Hacker News new | ask | show | jobs
by uudecoded 1693 days ago
I am curious, since Intel is relying more and more on P and E cores as well, is there any reference or research available for optimizing multithreaded userland process tasks with varying QoS?

A lot of the pthreads books I see are from the late 90s. Is there a more recent reference? What's the best way to write cross-platform (e.g. not Grand Central Dispatch) multithreaded apps with these new chip architectures?

4 comments

I just ran into this tweet for Intel: https://twitter.com/DeepSchneider/status/1456314755380097027

They move everything that isn't foreground to an efficiency core, which is awful for compiling or video processing.

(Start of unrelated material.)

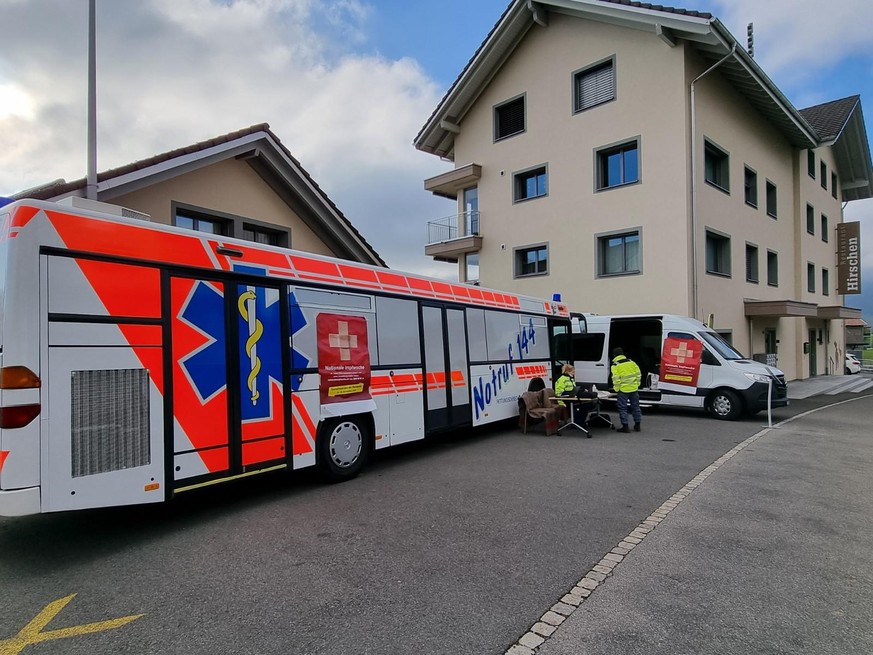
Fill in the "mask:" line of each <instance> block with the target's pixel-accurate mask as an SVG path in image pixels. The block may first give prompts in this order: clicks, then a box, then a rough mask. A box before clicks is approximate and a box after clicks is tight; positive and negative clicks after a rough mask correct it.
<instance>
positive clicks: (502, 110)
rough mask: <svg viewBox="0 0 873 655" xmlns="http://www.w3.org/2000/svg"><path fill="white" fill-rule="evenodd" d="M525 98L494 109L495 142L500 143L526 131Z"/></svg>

There's apparently a BIOS option that will use ScrollLock for disabling the efficiency cores entirely.

Thank you for sharing this, it's interesting - I've also gotten the impression (but lack citation) that Intel E cores are targeted at thermal isolation instead of power minimization as the M1 may target.

This is front of mind for me since reading a Cloudflare blog regarding AVX-512 instructions invoking dynamic frequency scaling to manage power/thermal capacity on chip. (https://blog.cloudflare.com/on-the-dangers-of-intels-frequen...)

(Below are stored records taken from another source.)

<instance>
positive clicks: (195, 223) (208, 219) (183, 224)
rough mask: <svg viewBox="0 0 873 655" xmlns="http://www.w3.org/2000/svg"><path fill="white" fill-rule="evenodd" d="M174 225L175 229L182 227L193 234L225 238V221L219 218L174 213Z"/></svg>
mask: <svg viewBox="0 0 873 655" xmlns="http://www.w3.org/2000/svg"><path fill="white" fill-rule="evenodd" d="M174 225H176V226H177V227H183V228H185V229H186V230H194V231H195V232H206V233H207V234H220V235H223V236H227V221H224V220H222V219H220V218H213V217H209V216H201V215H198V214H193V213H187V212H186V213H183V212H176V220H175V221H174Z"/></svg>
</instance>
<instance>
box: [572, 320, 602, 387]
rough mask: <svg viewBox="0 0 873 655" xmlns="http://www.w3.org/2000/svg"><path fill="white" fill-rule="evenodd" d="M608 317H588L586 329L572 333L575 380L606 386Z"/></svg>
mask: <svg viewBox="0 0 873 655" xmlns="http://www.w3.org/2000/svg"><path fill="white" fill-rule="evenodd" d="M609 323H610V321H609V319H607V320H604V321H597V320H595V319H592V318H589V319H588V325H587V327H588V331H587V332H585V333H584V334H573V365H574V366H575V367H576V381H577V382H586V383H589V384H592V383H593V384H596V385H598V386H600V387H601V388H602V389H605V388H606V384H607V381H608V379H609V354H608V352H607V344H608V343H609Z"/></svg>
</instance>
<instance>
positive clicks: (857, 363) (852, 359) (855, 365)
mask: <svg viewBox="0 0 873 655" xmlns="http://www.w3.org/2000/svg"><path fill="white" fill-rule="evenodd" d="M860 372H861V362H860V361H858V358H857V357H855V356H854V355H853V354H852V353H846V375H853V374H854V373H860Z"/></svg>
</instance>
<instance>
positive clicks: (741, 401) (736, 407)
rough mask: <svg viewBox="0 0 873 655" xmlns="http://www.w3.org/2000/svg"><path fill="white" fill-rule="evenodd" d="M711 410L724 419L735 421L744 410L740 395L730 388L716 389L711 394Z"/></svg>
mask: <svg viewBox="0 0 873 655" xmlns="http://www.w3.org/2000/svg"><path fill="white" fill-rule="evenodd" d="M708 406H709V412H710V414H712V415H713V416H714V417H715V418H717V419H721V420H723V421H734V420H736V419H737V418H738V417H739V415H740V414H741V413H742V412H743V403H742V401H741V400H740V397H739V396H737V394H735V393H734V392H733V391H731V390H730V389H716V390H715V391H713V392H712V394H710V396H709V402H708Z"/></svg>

If this is happening on Xeons, it's probably happening on consumer dies as well, in addition to other non-obvious power/performance optimizations. Perhaps this is why Alder Lake is pumping up the TDP[1]?

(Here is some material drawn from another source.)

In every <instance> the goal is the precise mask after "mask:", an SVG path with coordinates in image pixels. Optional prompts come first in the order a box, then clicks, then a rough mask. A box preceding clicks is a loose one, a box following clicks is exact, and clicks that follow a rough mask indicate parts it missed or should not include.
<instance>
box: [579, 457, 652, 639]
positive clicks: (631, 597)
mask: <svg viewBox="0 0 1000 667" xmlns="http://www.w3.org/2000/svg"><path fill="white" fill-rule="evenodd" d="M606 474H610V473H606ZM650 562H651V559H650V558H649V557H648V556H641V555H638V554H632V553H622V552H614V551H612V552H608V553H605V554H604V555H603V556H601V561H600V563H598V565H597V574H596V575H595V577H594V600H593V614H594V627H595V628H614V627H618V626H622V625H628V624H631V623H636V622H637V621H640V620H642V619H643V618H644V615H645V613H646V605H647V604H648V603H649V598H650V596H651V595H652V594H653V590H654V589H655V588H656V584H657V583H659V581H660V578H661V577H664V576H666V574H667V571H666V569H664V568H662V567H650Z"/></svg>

edit: [1] https://news.ycombinator.com/item?id=29106860

> They move everything that isn't foreground to an efficiency core, which is awful for compiling or video processing.

Windows has had that (foreground boost) for a long time, Intel probably piggybacks on it. It'll be interesting to see how it will behave on Linux, which AFAIK never had that mechanism (except perhaps on Android).

For Linux, I believe it will dispatch based on the niceness level and overall CPU utilization - past a certain threshold, it will start putting work at default or higher priority onto the performance cores.

For the Mac, I believe you have equivalent access for scheduling between posix and GCD, but the scheduling configuration is likely way more approachable in GCD.

Also: On M1, there is an added capability to run in a stricter memory model to speed up x86_64 emulation. This only is available on the performance cores, which is one of the reasons people observe non-native code draining the battery quicker.

M1's cores are homogenous and all of them support TSO.
Saying that the M1's cores are homogenous is pretty misleading / confusing as the icestorm and firestorm cores are rather different. big.LITTLE/DIQ-type architectures are usually considered heterogenous even if all the actors share an ISA (because you can't treat all the cores

But as to the latter assertion, you're indeed correct per Joe Groff (Swift compiler engineer at Apple): https://twitter.com/jckarter/status/1332045390057639939

> The A12 only supported TSO on the performance cores. The M1 supports it on all cores.

Yeah, when I said "homogenous" I was solely referring to the ISA. Trying to enable TSO on a Tempest core will fail with an undefined instruction exception, but I think A12Z is ISA homogenous in userspace.
My understanding is as long as you specify the QoS currently, GCD takes care of it (as it has done for Apple Ax SoCs on iPhone).
I think people are just now starting that research and blog posts like this one are all we have so far.
Asymmetric multiprocessing has been a big topic of research for many, many years.

https://scholar.google.com/scholar?hl=en&as_sdt=0%2C33&q=asy...

Yeah, but I'd bet 90% of that research makes wacky assumptions that don't apply to real processors. When real hardware becomes available you start over from scratch. (Source: I am a former CS researcher.)
isn't arm big little architecture the norm in a wildly used processors for a decade or so?